StanfordBioinformatics/bigquery-genomics-qc

Repository files navigation

bigquery-genomics-qc

Genomics QC pipeline on Google's BigQuery

Gregory McInnes

gmcinnes@stanford.edu

Description

These scripts run queries on genomics data stored in BigQuery that identify samples and positions that fail various quality control metrics. Once failing samples and positions they are removed from the variantset set in config.py.
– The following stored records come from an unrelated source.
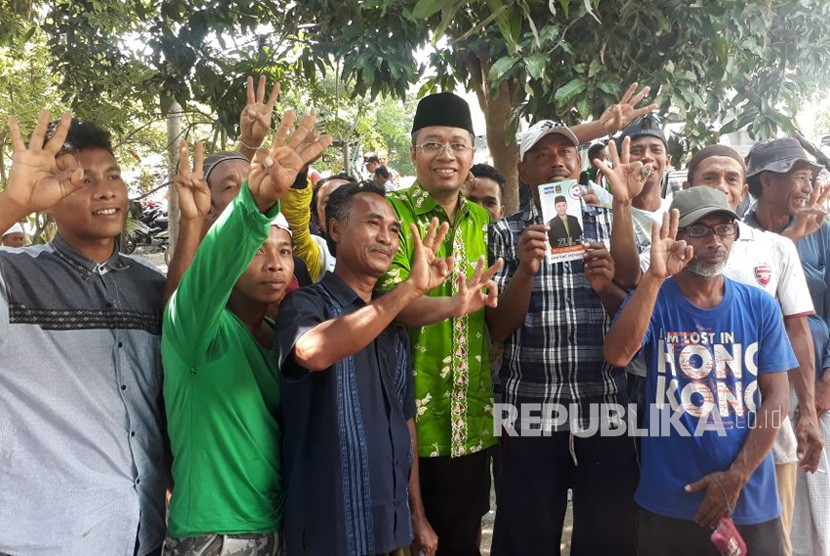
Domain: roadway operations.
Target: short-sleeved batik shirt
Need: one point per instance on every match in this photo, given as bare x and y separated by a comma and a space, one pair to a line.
453, 389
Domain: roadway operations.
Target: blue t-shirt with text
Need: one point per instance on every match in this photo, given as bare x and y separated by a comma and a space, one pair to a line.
702, 392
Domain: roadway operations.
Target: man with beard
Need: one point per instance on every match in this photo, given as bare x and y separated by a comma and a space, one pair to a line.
711, 345
770, 261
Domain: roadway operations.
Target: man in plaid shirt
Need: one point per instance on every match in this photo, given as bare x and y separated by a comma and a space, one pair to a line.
552, 318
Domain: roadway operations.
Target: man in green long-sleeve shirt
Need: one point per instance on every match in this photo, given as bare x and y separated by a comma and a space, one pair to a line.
221, 388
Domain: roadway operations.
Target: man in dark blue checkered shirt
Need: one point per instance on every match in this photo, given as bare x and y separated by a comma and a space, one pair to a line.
552, 318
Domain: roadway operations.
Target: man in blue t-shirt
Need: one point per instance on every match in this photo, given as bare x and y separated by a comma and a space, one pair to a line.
714, 349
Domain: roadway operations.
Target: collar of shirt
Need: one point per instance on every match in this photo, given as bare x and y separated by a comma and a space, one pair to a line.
424, 203
84, 264
340, 290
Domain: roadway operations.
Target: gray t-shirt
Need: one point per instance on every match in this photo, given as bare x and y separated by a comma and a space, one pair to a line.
81, 444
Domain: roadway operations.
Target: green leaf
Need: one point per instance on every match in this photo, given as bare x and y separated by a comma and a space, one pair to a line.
584, 107
565, 93
425, 8
589, 9
535, 65
501, 67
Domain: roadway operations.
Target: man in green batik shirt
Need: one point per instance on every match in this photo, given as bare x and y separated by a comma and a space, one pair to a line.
453, 390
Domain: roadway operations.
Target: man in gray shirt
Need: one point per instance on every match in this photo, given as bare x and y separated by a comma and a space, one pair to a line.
81, 446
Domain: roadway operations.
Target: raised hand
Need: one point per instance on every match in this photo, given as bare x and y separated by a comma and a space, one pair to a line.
39, 177
808, 220
191, 187
255, 118
599, 266
532, 248
619, 115
470, 296
427, 270
625, 179
668, 256
274, 170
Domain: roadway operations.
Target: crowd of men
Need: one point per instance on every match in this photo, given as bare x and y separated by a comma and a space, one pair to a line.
313, 375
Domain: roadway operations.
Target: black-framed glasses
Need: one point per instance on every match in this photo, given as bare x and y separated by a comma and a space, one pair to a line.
725, 229
456, 148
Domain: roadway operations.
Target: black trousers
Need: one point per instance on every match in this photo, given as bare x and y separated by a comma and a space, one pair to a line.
456, 494
658, 535
532, 498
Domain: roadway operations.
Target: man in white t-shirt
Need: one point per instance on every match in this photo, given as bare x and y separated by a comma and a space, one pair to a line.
770, 262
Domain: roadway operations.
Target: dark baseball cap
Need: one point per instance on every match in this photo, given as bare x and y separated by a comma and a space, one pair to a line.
777, 156
647, 126
699, 202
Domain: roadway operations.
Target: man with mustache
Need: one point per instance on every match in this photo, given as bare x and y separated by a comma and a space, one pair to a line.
711, 345
552, 319
790, 202
351, 478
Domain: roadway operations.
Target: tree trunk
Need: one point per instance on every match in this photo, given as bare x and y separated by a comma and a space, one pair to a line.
497, 106
501, 140
3, 157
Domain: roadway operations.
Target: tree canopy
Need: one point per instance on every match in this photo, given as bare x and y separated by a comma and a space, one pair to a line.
715, 66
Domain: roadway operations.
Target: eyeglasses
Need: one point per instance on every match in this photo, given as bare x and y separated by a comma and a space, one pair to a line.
432, 148
726, 229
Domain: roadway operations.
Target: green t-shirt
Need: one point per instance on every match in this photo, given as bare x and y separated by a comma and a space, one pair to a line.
221, 391
453, 389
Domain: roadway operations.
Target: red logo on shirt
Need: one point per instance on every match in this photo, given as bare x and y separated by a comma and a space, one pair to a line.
763, 273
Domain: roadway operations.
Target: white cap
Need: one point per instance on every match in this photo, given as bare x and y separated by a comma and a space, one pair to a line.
15, 229
280, 222
540, 129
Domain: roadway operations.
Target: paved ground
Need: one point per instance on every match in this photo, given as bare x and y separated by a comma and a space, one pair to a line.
156, 257
489, 519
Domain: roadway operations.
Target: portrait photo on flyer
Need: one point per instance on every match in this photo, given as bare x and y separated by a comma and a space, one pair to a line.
562, 212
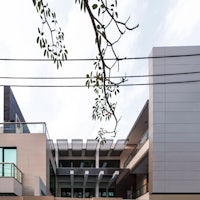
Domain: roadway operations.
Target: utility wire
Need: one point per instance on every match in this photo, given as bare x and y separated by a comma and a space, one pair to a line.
94, 59
76, 77
122, 85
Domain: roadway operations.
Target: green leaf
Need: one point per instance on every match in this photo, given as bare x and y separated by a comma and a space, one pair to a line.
94, 6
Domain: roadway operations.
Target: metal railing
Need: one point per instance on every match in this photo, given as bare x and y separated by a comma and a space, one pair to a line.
23, 127
10, 170
27, 128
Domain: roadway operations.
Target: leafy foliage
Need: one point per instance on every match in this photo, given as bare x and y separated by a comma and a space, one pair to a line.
103, 15
100, 77
53, 46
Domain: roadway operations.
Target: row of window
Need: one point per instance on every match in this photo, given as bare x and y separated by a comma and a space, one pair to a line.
89, 163
88, 193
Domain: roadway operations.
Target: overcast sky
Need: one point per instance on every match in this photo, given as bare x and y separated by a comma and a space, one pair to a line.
67, 111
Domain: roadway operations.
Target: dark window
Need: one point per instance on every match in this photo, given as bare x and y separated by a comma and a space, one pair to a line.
109, 164
77, 163
7, 156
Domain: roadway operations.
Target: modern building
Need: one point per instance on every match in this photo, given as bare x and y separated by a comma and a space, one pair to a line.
159, 159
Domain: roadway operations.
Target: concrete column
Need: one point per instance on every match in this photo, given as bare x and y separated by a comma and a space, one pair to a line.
97, 157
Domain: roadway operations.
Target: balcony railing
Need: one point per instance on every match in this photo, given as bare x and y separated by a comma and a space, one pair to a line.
23, 127
10, 170
27, 128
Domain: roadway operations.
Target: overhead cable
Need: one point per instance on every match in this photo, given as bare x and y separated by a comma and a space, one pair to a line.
94, 59
79, 77
122, 85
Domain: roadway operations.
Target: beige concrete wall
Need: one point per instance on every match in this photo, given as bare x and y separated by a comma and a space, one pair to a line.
175, 197
52, 198
31, 157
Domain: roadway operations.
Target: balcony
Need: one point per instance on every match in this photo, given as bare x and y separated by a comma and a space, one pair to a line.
10, 179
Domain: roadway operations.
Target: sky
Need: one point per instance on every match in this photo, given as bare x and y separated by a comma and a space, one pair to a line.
68, 111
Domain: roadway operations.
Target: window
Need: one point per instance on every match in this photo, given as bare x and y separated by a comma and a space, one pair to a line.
52, 179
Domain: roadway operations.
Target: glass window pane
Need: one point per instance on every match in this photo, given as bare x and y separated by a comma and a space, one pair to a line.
1, 160
9, 157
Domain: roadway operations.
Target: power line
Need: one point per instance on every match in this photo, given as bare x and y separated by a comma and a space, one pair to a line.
94, 59
123, 85
77, 77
Any new queries added should fall under sample or variant level qc. Sample level qc queries should return sample names that fail with the column header 'sample_id'. Variant level qc queries should return genomics positions that fail qc with columns for chromosome, start, and end, with the column headers 'reference_name', 'start', and 'end', respectively. Add query names to GenomicsQueries.py to include them in the analysis and add a file with the query to the sql directory.

Scripts

run_bq_qc.py

Run sample level and/or variant level qc on genomes in BigQuery.

remove_variants.py

Remove samples and/or variants provided in a file from a Google Genomics dataset.

config.py

Settings for access to Google Cloud. Both credentials and dataset information are stored here.

GenomicsQueries.py

Query configuration file. Preset cutoff information is also stored in this file.

BigQueryGenomicsQC.py

Class storing the majority of qc functions.

BigQueryClient.py

Client to access BigQuery API and execute basic functions.

GoogleGenomicsClient.py

Client to access Google Genomics API and execute basic functions.